LR: Being in a non-binary relationship is so freeing. The idea of being in a traditional relationship and having to live up to the cultural expectations of my gender seems so imprisoning. Once you have left that prison, you can’t imagine going back. It is exciting to transcend gender norms and to have a partner that is not frustrated by unconventional viewpoints. We can focus on loving and accepting each other not as a failed man or woman, but as something beyond, and help each other feel more honest in our expression. BJ loves to help with the project and views my fulfillment as an artist as an investment in our relationship. He loves the idea of exploring the role of the muse and does not view it as weaker or lesser. I enjoy celebrating BJ’s beauty. Our work is not all lighthearted, though. We explore both the strength and ambivalence of the feminine image.

This project has also allowed me to mature in the way I see myself. I look back at photographs where I felt unattractive and see a beautiful, intelligent person who did not deserve the kind of criticism that I had been mirroring towards myself from a constrictive gender culture.

 

HG: Tell me a little about the trajectory of the image making? Where do you go from here? Will you ever photograph the two of you together?

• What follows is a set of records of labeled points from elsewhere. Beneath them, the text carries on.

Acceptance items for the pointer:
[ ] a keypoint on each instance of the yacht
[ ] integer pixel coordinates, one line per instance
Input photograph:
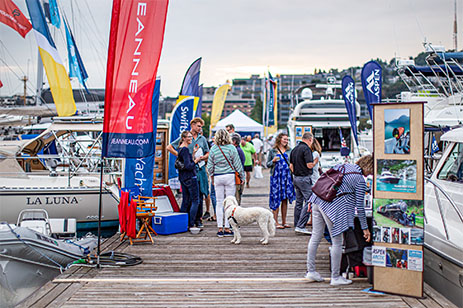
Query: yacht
(59, 171)
(32, 253)
(443, 241)
(323, 112)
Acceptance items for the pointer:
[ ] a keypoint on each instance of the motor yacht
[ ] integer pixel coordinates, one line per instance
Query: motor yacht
(323, 112)
(443, 241)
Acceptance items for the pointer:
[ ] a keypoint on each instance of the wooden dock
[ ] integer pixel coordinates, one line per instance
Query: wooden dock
(186, 270)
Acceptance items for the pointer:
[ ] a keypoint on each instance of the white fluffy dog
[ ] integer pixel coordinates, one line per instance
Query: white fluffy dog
(238, 216)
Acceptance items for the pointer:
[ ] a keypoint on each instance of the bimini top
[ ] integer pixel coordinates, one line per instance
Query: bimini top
(455, 135)
(439, 70)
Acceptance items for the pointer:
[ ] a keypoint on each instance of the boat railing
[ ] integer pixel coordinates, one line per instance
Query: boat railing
(450, 200)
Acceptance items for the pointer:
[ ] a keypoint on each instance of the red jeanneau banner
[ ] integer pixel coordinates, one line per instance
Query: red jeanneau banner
(10, 15)
(135, 43)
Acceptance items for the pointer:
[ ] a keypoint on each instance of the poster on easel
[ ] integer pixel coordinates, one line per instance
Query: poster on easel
(398, 191)
(301, 130)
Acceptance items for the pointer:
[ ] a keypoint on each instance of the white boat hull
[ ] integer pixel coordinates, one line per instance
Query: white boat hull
(57, 198)
(32, 260)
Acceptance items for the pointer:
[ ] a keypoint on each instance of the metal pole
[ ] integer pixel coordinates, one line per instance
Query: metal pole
(100, 205)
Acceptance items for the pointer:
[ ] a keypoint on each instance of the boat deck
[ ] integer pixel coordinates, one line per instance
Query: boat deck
(186, 270)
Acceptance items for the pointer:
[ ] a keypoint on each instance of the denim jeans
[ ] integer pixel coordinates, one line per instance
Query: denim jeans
(319, 221)
(190, 199)
(213, 197)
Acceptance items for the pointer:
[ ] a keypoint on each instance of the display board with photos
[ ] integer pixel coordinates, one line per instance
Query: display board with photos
(398, 221)
(398, 148)
(398, 190)
(301, 130)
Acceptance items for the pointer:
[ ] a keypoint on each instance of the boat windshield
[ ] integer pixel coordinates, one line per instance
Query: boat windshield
(452, 170)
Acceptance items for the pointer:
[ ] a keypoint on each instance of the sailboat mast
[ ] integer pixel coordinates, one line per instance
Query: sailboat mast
(455, 29)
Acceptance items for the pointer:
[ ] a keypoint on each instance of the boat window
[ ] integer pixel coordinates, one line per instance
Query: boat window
(452, 170)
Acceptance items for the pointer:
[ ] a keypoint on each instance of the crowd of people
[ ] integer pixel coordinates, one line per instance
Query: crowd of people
(229, 160)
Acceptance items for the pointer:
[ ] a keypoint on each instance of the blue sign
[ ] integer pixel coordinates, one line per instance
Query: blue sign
(182, 114)
(348, 93)
(372, 82)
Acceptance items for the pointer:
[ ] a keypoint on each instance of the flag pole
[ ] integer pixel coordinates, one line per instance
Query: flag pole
(100, 205)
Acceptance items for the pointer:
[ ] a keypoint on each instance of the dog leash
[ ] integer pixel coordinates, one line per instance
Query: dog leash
(232, 217)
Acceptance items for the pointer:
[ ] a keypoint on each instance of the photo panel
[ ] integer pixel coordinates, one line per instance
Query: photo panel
(397, 131)
(398, 149)
(394, 175)
(397, 258)
(398, 221)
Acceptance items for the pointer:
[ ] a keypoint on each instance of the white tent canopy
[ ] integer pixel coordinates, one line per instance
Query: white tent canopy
(242, 123)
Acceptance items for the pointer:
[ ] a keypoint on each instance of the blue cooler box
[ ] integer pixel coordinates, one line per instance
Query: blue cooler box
(170, 223)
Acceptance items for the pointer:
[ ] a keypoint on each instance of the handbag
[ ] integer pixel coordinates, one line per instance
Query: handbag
(258, 172)
(238, 180)
(179, 165)
(351, 243)
(327, 186)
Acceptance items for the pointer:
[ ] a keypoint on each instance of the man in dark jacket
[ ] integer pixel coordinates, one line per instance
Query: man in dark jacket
(301, 164)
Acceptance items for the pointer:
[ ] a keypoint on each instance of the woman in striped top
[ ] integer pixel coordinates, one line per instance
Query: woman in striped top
(338, 216)
(222, 163)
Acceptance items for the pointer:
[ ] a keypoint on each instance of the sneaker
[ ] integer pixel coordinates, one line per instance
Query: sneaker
(339, 281)
(206, 215)
(302, 231)
(314, 276)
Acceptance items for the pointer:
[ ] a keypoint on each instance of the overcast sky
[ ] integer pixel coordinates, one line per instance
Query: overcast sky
(242, 37)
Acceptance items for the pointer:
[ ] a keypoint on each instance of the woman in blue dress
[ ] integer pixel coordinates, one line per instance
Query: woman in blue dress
(281, 183)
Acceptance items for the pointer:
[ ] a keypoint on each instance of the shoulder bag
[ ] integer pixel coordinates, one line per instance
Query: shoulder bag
(238, 180)
(327, 186)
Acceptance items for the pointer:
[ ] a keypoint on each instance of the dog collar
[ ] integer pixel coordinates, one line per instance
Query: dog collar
(232, 217)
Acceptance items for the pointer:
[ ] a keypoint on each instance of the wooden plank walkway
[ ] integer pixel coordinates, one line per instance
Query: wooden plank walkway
(186, 270)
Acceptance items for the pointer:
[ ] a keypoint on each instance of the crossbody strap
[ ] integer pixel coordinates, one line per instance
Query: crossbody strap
(226, 158)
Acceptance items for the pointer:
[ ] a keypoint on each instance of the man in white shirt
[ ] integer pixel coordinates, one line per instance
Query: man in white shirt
(258, 145)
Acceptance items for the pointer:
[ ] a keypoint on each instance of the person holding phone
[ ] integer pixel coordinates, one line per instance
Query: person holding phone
(281, 183)
(199, 142)
(188, 179)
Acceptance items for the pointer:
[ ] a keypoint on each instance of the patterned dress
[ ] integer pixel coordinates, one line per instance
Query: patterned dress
(281, 184)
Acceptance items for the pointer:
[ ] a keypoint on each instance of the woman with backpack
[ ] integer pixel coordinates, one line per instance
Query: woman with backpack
(338, 216)
(187, 178)
(222, 164)
(281, 183)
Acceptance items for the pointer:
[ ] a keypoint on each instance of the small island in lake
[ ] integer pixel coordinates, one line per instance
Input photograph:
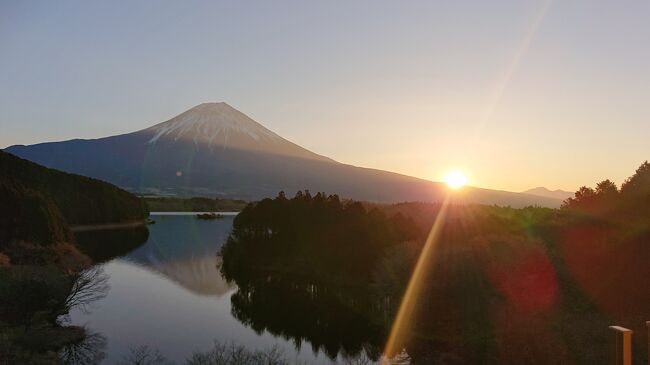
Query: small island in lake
(209, 216)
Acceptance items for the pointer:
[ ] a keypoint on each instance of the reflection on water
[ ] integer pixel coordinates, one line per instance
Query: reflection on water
(168, 294)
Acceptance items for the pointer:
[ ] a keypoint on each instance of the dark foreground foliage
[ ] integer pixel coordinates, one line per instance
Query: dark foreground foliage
(80, 200)
(43, 274)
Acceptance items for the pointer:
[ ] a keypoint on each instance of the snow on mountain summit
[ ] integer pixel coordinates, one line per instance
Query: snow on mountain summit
(211, 123)
(220, 126)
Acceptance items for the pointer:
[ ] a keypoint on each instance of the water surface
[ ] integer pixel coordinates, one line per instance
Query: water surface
(168, 294)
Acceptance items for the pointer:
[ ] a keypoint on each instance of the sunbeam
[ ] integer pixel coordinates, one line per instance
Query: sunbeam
(402, 322)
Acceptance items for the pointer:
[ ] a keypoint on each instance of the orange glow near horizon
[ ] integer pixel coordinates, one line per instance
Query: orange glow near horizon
(456, 180)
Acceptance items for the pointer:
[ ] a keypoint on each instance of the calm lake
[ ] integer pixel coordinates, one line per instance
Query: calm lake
(168, 294)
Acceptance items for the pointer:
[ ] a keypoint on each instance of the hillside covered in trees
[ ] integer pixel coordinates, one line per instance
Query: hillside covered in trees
(43, 271)
(81, 200)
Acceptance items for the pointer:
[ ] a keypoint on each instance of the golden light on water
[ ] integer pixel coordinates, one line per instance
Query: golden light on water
(402, 324)
(456, 180)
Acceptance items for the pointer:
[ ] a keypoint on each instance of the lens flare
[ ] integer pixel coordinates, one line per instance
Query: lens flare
(456, 180)
(400, 330)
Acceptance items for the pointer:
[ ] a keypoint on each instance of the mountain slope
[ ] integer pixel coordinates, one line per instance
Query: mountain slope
(215, 150)
(555, 194)
(81, 200)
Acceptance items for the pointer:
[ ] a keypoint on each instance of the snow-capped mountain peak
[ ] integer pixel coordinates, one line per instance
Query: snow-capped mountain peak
(219, 126)
(211, 123)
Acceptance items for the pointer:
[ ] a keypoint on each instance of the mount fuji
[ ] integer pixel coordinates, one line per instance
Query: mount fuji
(215, 150)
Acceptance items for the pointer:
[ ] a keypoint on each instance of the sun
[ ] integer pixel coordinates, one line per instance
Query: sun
(455, 180)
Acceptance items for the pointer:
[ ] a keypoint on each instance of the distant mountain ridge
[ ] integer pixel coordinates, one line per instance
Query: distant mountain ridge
(555, 194)
(215, 150)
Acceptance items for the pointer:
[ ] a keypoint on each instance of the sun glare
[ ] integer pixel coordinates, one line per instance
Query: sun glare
(455, 180)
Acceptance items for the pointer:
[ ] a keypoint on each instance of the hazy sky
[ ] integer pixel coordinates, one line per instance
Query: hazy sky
(516, 93)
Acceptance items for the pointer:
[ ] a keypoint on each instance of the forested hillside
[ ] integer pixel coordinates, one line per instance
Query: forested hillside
(80, 199)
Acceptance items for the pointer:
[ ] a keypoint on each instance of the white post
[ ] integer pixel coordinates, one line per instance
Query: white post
(623, 349)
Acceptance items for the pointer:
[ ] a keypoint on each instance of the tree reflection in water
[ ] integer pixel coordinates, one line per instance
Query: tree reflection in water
(330, 319)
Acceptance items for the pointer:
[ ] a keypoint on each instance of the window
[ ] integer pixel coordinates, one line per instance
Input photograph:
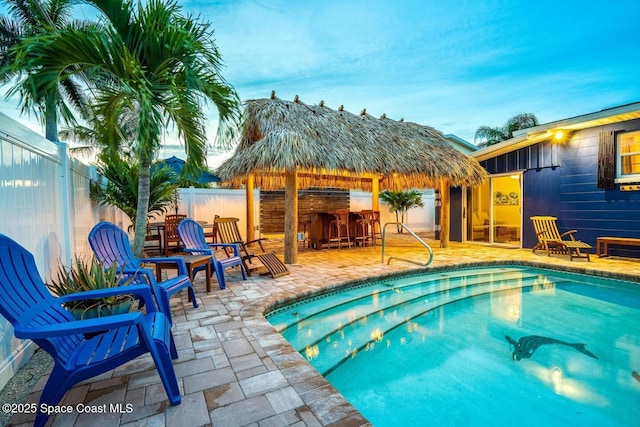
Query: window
(628, 163)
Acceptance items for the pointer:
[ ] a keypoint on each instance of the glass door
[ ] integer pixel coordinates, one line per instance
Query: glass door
(506, 202)
(495, 214)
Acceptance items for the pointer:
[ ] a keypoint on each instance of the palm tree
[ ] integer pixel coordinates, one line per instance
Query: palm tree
(147, 61)
(400, 202)
(28, 18)
(491, 136)
(121, 190)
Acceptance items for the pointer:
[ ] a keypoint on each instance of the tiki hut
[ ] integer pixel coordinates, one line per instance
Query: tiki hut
(292, 145)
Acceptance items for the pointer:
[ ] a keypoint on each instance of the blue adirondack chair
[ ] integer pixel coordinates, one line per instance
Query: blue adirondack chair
(193, 239)
(36, 314)
(110, 245)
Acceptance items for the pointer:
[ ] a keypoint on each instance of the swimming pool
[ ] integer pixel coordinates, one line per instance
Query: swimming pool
(498, 345)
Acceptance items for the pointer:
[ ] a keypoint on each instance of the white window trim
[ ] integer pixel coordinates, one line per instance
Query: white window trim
(626, 179)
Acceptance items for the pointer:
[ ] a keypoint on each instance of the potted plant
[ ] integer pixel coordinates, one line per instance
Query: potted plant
(86, 276)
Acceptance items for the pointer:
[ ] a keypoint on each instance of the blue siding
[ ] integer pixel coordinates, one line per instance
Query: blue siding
(540, 196)
(566, 187)
(583, 206)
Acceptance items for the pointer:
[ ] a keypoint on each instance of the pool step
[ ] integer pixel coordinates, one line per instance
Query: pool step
(308, 328)
(366, 295)
(367, 332)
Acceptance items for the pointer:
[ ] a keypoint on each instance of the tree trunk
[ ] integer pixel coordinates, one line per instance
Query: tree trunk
(144, 185)
(51, 120)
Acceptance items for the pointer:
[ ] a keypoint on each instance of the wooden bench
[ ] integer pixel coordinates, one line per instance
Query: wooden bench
(606, 241)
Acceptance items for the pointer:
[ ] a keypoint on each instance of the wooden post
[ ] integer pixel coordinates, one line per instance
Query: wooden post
(445, 214)
(249, 186)
(375, 190)
(291, 217)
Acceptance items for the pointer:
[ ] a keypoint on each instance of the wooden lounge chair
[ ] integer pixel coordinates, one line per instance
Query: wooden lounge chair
(110, 244)
(193, 238)
(227, 229)
(171, 231)
(36, 314)
(551, 240)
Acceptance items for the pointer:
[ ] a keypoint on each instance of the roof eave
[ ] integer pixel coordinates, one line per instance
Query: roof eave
(525, 137)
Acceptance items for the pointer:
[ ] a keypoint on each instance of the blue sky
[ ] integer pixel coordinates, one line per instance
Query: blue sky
(453, 65)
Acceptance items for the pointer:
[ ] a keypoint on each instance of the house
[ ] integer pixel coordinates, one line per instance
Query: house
(584, 170)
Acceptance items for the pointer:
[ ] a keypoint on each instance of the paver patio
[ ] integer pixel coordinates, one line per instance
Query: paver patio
(234, 369)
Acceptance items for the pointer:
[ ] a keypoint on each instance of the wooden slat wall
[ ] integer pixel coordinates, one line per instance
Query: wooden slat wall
(272, 206)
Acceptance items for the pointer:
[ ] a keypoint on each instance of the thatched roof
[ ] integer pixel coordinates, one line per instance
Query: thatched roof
(335, 148)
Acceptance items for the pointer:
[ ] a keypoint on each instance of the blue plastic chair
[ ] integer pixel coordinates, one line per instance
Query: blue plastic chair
(193, 239)
(36, 314)
(110, 245)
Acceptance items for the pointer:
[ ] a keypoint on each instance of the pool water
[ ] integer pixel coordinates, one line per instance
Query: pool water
(509, 345)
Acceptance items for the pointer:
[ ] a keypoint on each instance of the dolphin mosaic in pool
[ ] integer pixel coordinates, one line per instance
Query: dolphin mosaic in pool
(526, 346)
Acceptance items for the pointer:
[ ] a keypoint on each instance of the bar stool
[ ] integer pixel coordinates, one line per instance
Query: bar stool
(363, 227)
(342, 220)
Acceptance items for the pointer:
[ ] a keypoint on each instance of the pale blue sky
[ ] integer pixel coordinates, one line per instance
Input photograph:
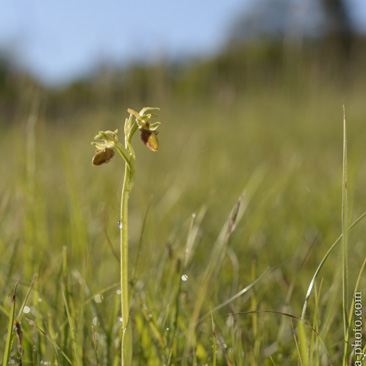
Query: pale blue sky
(58, 40)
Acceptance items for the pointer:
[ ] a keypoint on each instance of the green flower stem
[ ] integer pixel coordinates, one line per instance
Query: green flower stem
(126, 349)
(104, 153)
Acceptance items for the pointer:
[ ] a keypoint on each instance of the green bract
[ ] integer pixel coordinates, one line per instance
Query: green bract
(105, 150)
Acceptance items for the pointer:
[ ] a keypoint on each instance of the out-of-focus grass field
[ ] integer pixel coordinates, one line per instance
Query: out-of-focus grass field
(59, 214)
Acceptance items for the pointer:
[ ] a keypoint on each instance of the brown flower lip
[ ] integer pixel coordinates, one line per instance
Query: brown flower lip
(103, 156)
(149, 139)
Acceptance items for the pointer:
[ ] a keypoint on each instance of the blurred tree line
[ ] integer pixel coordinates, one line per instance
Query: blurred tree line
(286, 42)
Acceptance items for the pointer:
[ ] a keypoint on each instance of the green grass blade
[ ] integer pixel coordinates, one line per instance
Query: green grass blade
(312, 282)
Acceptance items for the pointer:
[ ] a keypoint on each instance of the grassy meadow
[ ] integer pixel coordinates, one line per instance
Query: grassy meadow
(278, 148)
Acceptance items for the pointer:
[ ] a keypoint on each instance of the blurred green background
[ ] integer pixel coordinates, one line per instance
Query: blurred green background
(263, 114)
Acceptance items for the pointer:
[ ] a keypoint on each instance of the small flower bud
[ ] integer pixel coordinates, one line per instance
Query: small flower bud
(103, 156)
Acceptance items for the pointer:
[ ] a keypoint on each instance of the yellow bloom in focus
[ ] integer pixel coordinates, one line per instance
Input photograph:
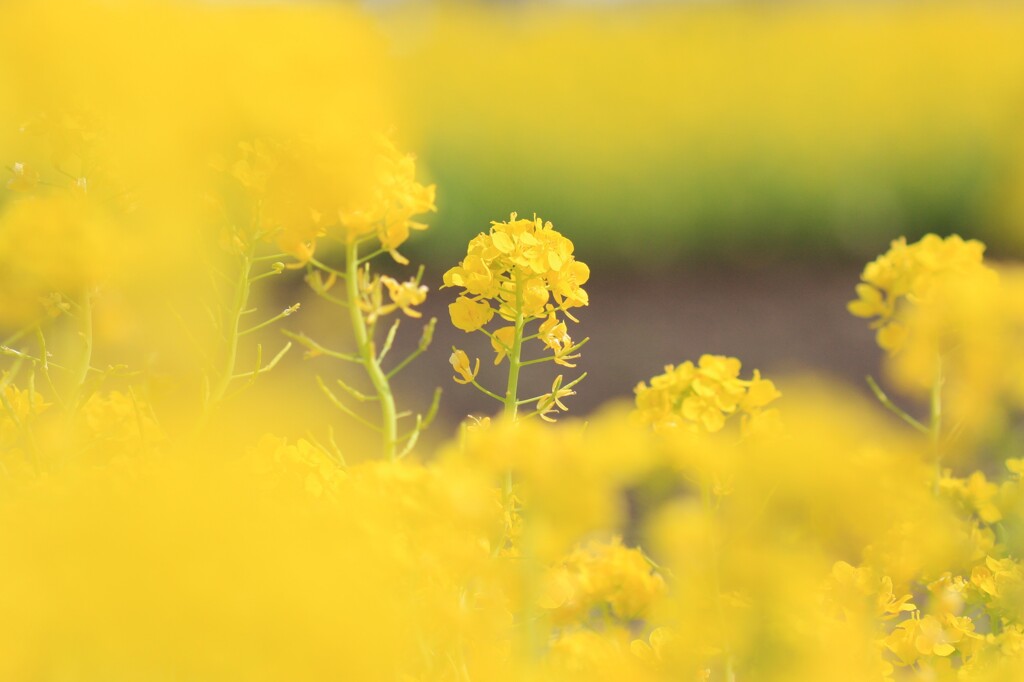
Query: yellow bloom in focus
(460, 363)
(909, 273)
(469, 314)
(403, 296)
(527, 259)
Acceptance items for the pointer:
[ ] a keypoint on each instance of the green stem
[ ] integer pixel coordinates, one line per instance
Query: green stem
(935, 423)
(389, 420)
(511, 399)
(235, 318)
(85, 361)
(515, 353)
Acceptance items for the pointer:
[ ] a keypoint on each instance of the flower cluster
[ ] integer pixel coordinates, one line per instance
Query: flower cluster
(598, 574)
(910, 273)
(519, 267)
(301, 193)
(521, 270)
(702, 396)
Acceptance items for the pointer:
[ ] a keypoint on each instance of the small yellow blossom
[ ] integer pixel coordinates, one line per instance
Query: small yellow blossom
(909, 273)
(469, 314)
(701, 397)
(26, 178)
(502, 341)
(403, 296)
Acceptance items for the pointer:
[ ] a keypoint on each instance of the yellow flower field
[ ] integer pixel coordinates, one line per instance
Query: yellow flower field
(189, 187)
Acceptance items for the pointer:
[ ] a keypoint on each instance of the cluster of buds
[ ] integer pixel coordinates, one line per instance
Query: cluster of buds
(520, 271)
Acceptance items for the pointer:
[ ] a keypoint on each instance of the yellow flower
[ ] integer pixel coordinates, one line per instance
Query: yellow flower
(469, 314)
(403, 295)
(26, 178)
(460, 363)
(553, 401)
(524, 260)
(909, 273)
(701, 397)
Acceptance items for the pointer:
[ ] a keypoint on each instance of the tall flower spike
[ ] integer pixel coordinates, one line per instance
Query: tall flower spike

LR: I do photograph the two of us together, but for now we are keeping those images between the two of us. I feel like I am laying myself bare with the images even when I am not in them. We keep shooting, and everything is getting more elaborate and cinematic. There is enough unreleased material for two projects. I think I am going to organize these images into chapters.

HG: What’s next for you?

BJ: A show! Then we will see.

LR: Yes! My first show at ClampArt. I am beginning to work on layouts for the installation. I am very excited, as I have been a big fan of ClampArt for years! I just love that I will be showing at a gallery that represents artists that inspire me, including Peter Berlin and James Bidgood. Brian Clamp’s interest and knowledge of art dealing with gender and sexuality are encyclopedic. I am a total nerd for vintage prints, and he has a fantastic inventory—there is always some goodie on the wall back in the viewing area of the gallery.

HG: Congratulations on the show at ClampArt. Perhaps, I will see you both there.